Anwalt: Pride-Anschlagspläne an den "Haaren herbeigezogen"

Der Anwalt jenes 14-Jährigen, dem Anschlagspläne auf die Regenbogenparade in Wien vorgeworfen werden, erhebt schwere Anschuldigungen gegen Innenministerium, DSN und Regierung. Die Anschuldigungen gegen seinen Mandanten würden nicht halten, es gehe um politisches Kalkül, um neue Überwachungsmaßnahmen zu ermöglichen, sagt er zu PULS 24.

Andreas Schweitzer vertritt den 14-jährigen Beschuldigten, der laut Verfassungsschutz gemeinsam mit zumindest einem weiteren Burschen einen Anschlag auf die heurige Pride-Parade in Wien geplant haben soll.

Der Verteidiger des 14-Jährigen weist die Vorwürfe zurück. Es ginge aus dem Akt nicht hervor, dass der 14-jährige Wiener einen Anschlag verüben hätte wollen. Der Anwalt sieht die Vorwürfe an den "Haaren herbeigezogen".

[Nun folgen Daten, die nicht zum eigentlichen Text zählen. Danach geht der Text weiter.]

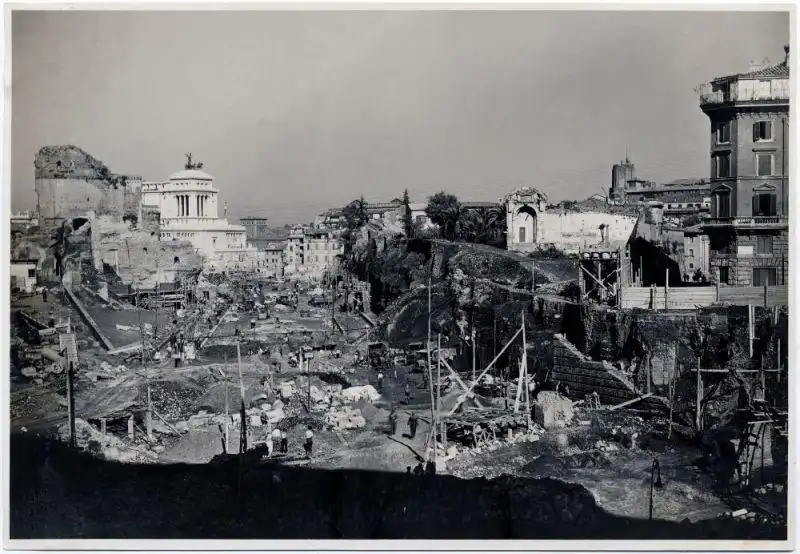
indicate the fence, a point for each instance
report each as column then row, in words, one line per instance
column 689, row 298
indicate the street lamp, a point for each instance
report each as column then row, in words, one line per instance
column 655, row 472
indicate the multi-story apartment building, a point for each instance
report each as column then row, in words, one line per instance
column 312, row 251
column 682, row 197
column 274, row 257
column 695, row 252
column 749, row 225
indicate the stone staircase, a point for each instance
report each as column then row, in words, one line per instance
column 584, row 376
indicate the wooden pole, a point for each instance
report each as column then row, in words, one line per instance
column 428, row 344
column 671, row 401
column 750, row 327
column 71, row 402
column 525, row 365
column 698, row 419
column 474, row 337
column 439, row 375
column 149, row 414
column 485, row 371
column 227, row 405
column 243, row 425
column 641, row 270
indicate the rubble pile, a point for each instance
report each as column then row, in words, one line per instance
column 107, row 446
column 552, row 410
column 344, row 418
column 105, row 371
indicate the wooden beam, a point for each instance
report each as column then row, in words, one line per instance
column 461, row 383
column 778, row 370
column 488, row 367
column 629, row 402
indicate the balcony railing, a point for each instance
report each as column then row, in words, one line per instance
column 723, row 97
column 745, row 221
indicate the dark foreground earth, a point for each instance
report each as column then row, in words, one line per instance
column 60, row 493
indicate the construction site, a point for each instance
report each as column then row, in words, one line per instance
column 485, row 368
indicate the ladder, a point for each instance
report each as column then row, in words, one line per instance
column 66, row 344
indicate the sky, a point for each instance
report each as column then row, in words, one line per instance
column 294, row 112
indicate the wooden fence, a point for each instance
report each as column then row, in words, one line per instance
column 690, row 298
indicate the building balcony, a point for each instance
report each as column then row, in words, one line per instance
column 747, row 95
column 770, row 222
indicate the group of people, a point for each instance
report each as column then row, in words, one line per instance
column 278, row 439
column 419, row 470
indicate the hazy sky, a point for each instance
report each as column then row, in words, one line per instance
column 295, row 112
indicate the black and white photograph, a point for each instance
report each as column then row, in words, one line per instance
column 285, row 272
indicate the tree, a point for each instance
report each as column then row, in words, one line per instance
column 408, row 224
column 445, row 210
column 355, row 216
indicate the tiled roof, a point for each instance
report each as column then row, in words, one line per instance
column 780, row 70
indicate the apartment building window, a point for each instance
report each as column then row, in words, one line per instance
column 723, row 132
column 764, row 244
column 765, row 204
column 723, row 203
column 762, row 131
column 722, row 164
column 764, row 164
column 765, row 276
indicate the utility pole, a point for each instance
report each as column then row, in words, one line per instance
column 71, row 402
column 227, row 408
column 243, row 438
column 525, row 364
column 428, row 343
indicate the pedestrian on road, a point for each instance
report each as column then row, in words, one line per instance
column 412, row 425
column 309, row 444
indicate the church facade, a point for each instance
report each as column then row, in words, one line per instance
column 188, row 204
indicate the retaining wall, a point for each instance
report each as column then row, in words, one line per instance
column 690, row 298
column 584, row 376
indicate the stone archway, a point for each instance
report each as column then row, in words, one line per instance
column 525, row 225
column 524, row 208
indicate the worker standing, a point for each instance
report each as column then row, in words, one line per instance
column 412, row 425
column 309, row 444
column 275, row 440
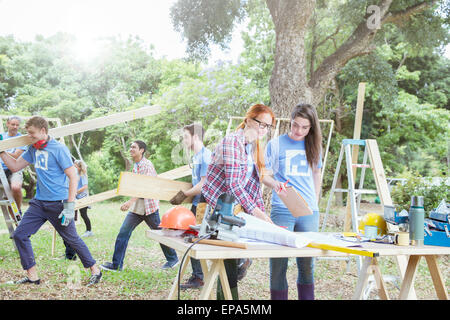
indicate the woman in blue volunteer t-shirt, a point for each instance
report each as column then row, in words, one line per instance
column 296, row 157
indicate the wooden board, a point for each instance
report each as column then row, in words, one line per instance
column 295, row 203
column 84, row 202
column 177, row 173
column 86, row 125
column 141, row 186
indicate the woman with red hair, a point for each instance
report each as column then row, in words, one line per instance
column 236, row 168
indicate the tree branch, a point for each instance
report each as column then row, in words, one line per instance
column 403, row 15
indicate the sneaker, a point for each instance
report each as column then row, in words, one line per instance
column 193, row 283
column 26, row 280
column 242, row 268
column 94, row 279
column 109, row 266
column 169, row 265
column 87, row 234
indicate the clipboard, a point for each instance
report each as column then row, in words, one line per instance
column 295, row 203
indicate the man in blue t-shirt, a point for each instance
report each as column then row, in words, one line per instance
column 54, row 201
column 15, row 179
column 193, row 141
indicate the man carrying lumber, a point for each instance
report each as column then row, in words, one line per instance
column 139, row 210
column 193, row 140
column 15, row 179
column 54, row 200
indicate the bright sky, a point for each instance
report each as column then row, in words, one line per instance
column 89, row 19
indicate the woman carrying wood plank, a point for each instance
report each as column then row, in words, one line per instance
column 296, row 157
column 235, row 168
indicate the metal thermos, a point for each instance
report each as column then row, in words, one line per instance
column 416, row 220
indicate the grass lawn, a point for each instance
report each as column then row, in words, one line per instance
column 143, row 278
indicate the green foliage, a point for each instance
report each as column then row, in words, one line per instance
column 416, row 185
column 205, row 21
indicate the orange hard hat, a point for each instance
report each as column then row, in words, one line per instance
column 178, row 217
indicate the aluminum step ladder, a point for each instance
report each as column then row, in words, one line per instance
column 11, row 212
column 371, row 154
column 354, row 194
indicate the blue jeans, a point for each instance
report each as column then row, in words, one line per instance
column 305, row 266
column 132, row 220
column 37, row 214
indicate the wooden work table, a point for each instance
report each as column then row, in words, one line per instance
column 216, row 255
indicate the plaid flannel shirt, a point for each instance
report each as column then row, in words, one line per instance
column 146, row 167
column 227, row 171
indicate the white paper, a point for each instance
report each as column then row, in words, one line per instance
column 258, row 229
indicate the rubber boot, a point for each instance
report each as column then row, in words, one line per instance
column 220, row 295
column 278, row 294
column 305, row 291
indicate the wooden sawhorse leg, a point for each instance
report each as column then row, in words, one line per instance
column 174, row 290
column 217, row 269
column 210, row 274
column 370, row 266
column 435, row 273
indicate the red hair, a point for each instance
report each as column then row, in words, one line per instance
column 253, row 112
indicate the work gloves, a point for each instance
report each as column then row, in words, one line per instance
column 178, row 198
column 68, row 213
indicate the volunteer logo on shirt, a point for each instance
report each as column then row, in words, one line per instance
column 41, row 160
column 296, row 163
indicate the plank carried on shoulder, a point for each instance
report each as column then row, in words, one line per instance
column 141, row 186
column 83, row 126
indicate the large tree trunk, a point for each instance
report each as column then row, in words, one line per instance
column 288, row 83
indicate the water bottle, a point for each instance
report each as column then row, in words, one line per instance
column 416, row 220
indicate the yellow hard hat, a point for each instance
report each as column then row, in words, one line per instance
column 373, row 219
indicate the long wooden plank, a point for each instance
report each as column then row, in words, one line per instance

Die bei dem Jugendlichen gefundenen Waffen - ein Säbel und eine Axt - hätten mit dem Mandanten selbst nichts zu tun. Man müsse dazu den Vater befragen, so der Anwalt.

"Nicht radikalisiert"

Der 14-Jährige habe sich "dumm" verhalten, so der Anwalt. Aber es gebe keine Anhaltspunkte, dass der Teenager konkrete Anschlagspläne auf die Pride gehabt habe. Sein Mandant sei ein gläubiger Muslim, würde "Homosexuelle nicht mögen", aber alles akzeptieren.

Auch die Terrormiliz "Islamischer Staat" und den Anschlag vom 2. November in Wien würde der 14-Jährige nicht mögen und dessen Taten nicht Ordnung finden. Der 14-Jährige sei nicht "radikalisiert", so der Anwalt.

In IS-Telegram-Chatgruppe aktiv

Der 14-Jährige war in einer internationalen Telegram-Gruppe mit Personen mit IS-Nähe. Die Aktivitäten in der Chatsgruppe gab der 14-Jährige bereits zu. Ein ausländischer Geheimdienst habe die österreichischen Behörden darauf hingewiesen.

Die zwei anderen Beschuldigten, das Bruderpaar aus St. Pölten im Alter von 17 und 20, würde sein Mandant aber nicht kennen, so der Anwalt. Die drei seien in derselben Telegram-Gruppe gewesen. Der Anwalt selbst habe noch keine Chatprotokolle gesehen. "Viel gibt der Akt bis dato nicht her", meint er.

Instrumentalisiert für Bundestrojaner

"Einzige Erklärung" für die Anschuldigungen gegenüber seinem Mandanten sei, dass von der Direktion für Staatsschutz und Nachrichten (DSN, dem Nachfolger des Bundesamtes für Verfassungsschutz und Terrorismusbekämpfung BVT) versucht werde, den Bundestrojaner einzuführen.

"Irritiert hat mich jedenfalls, dass man am Samstag den 14-Jährigen festgenommen hat, am Sonntag sofort eine Pressekonferenz gemacht hat und dann alle Medien" von Staatsanwaltschaft, DSN und Regierung mit Informationen "pulverisiert" worden seien. Die Beschuldigten hätten keine Möglichkeit gehabt, sich zu rechtfertigen. 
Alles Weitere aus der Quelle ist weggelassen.